Basic Statistics Lecture #0: Basic Terms and Calculations

This is an entry in the Basic Statistics Lecture Series which I have realized that I have failed to incorporate into the series so far, and I apologize for that.  This lecture is going to cover the basic calculations required for all of statistical analysis, on a fundamental level.

When we collect statistical data, we typically collect it on a small part of the population as a whole.  The population is the entire group for which a sentiment holds true.  This small part of the population as a whole is called the sample of the population, or just sample for short.  The number of data points we collect -- the number of items in the sample -- is called the sample size, which is typically denoted by the letter n.

In statistics, we typically calculate the arithmetic mean, which is the sum of all values divided by the sample size.  For the population as a whole, this is denoted by the greek letter μ (mu), and for a sample, it's denoted by x. The sample mean is expressed by $\overline{x}= \frac{\sum_{i=1}^{n}x_{i}}{n}$, where the capital greek letter Sigma denotes that all of the indexed items should be added together.  To put it a different way, take all of the numbers and add them together.  For example, we can take the average of the wins of the 2017 baseball season.  We just add all of the numbers in the wins column, and then divide by 30 (the number of teams in the MLB).  After doing this, the average wins in the season was 81.  This is what we would expect from the 162 game season, seeing as how every win comes with a corresponding loss.

The variance of a sample is a description of how the data deviates from the arithmetic mean.  The first thing you do to calculate this is to subtract the mean from each individual data point.  Then you square each of those answers to make them all positive.  Add all of these squared differences together.  After you finish with all of that, divide the answer by the degrees of freedom, the number of values you are able to arbitrarily change without changing the mean.  The general form of the degrees of freedom is the total sample size less the total number of non-arbitrary groups.  This is denoted as $v=\frac{\sum_{i=1}^{n}(x_i-\overline{x})^{2}}{n-1}$.  In this case, the total sample size is 30 teams, and there is only one non-arbitrary group.  So the degrees of freedom is 30-1=29.  After all is said and done, the variance of wins in the MLB in 2017 is 132.97.

More often than not, though, it is more useful to calculate the standard deviation, which is the square root of the variance.  In this case, that value is 11.53.  This is the same concept as the variance, but it is of the same magnitude of the mean.  The squaring from the variance makes the value drastically different from the mean, but the standard deviation brings it back to a manageable level.  The standard deviation is also more useful in statistical analysis, as we will see in future lectures.

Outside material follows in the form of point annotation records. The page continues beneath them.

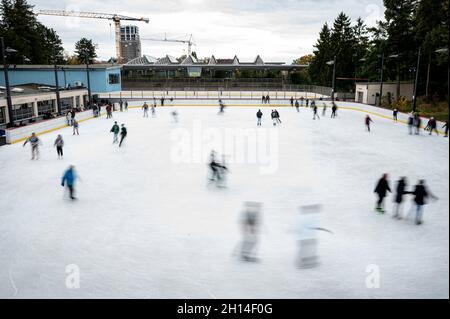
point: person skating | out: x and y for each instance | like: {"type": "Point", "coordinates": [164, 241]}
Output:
{"type": "Point", "coordinates": [75, 127]}
{"type": "Point", "coordinates": [250, 231]}
{"type": "Point", "coordinates": [115, 130]}
{"type": "Point", "coordinates": [123, 134]}
{"type": "Point", "coordinates": [145, 108]}
{"type": "Point", "coordinates": [417, 123]}
{"type": "Point", "coordinates": [395, 115]}
{"type": "Point", "coordinates": [108, 111]}
{"type": "Point", "coordinates": [68, 180]}
{"type": "Point", "coordinates": [381, 190]}
{"type": "Point", "coordinates": [368, 120]}
{"type": "Point", "coordinates": [399, 194]}
{"type": "Point", "coordinates": [34, 142]}
{"type": "Point", "coordinates": [277, 117]}
{"type": "Point", "coordinates": [445, 127]}
{"type": "Point", "coordinates": [315, 109]}
{"type": "Point", "coordinates": [221, 107]}
{"type": "Point", "coordinates": [433, 126]}
{"type": "Point", "coordinates": [410, 123]}
{"type": "Point", "coordinates": [333, 110]}
{"type": "Point", "coordinates": [59, 144]}
{"type": "Point", "coordinates": [259, 117]}
{"type": "Point", "coordinates": [421, 193]}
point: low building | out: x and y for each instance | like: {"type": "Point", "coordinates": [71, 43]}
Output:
{"type": "Point", "coordinates": [103, 77]}
{"type": "Point", "coordinates": [369, 92]}
{"type": "Point", "coordinates": [35, 102]}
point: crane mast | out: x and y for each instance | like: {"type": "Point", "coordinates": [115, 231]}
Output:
{"type": "Point", "coordinates": [93, 15]}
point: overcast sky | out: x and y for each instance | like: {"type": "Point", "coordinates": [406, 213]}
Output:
{"type": "Point", "coordinates": [278, 30]}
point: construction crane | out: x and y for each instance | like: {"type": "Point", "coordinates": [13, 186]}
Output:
{"type": "Point", "coordinates": [189, 42]}
{"type": "Point", "coordinates": [114, 17]}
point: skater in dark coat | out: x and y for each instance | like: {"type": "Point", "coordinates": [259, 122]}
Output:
{"type": "Point", "coordinates": [68, 180]}
{"type": "Point", "coordinates": [395, 115]}
{"type": "Point", "coordinates": [445, 126]}
{"type": "Point", "coordinates": [259, 117]}
{"type": "Point", "coordinates": [59, 143]}
{"type": "Point", "coordinates": [410, 123]}
{"type": "Point", "coordinates": [399, 193]}
{"type": "Point", "coordinates": [123, 134]}
{"type": "Point", "coordinates": [421, 193]}
{"type": "Point", "coordinates": [368, 120]}
{"type": "Point", "coordinates": [381, 190]}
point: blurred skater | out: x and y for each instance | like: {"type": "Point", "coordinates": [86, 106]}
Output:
{"type": "Point", "coordinates": [145, 108]}
{"type": "Point", "coordinates": [399, 194]}
{"type": "Point", "coordinates": [250, 231]}
{"type": "Point", "coordinates": [34, 142]}
{"type": "Point", "coordinates": [381, 190]}
{"type": "Point", "coordinates": [368, 120]}
{"type": "Point", "coordinates": [421, 193]}
{"type": "Point", "coordinates": [395, 115]}
{"type": "Point", "coordinates": [115, 130]}
{"type": "Point", "coordinates": [75, 127]}
{"type": "Point", "coordinates": [123, 134]}
{"type": "Point", "coordinates": [68, 180]}
{"type": "Point", "coordinates": [59, 144]}
{"type": "Point", "coordinates": [259, 117]}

The median of a data set is merely the middle entry of the data set.  The first thing we do is to order the entries from smallest to largest.  Then, if there is an odd number of entries (n=2m+1 for an integer m), then the median is the (m+1)th data point.  If there is an even number of data points (n=2m), than we take the average of the middle two points.  For example, in the 2017 MLB Seaso, there were 30 teams, so we would have to take the 15th lowest number of wins and 16th lowest number of wins and average them together.  Since the Seattle Mariners and the Texas Rangers are tied at 16th with 78, and the Kansas City Royals and Los Angeles Angels of Anaheim are tied at 15 with 80, we would just do a single 80 and a single 78.  So the median -- the average between the two middle values -- would be 79.

The mode is the highest frequency of the same datapoint.  In the case of the 2017 MLB Season, there are three teams with 75 wins; the Baltimore Orioles, the Pittsburg Pirates, and the Oakland Athletics.  Since this is the only instance of three teams having the same win-loss record, this would be the mode of the 2017 MLB Season.

So that's it for the basic calculations of statistics.  If you have any questions, please feel free to ask.  Next time, I will cover the basics of hypothesis testing.  Until then, stay curious.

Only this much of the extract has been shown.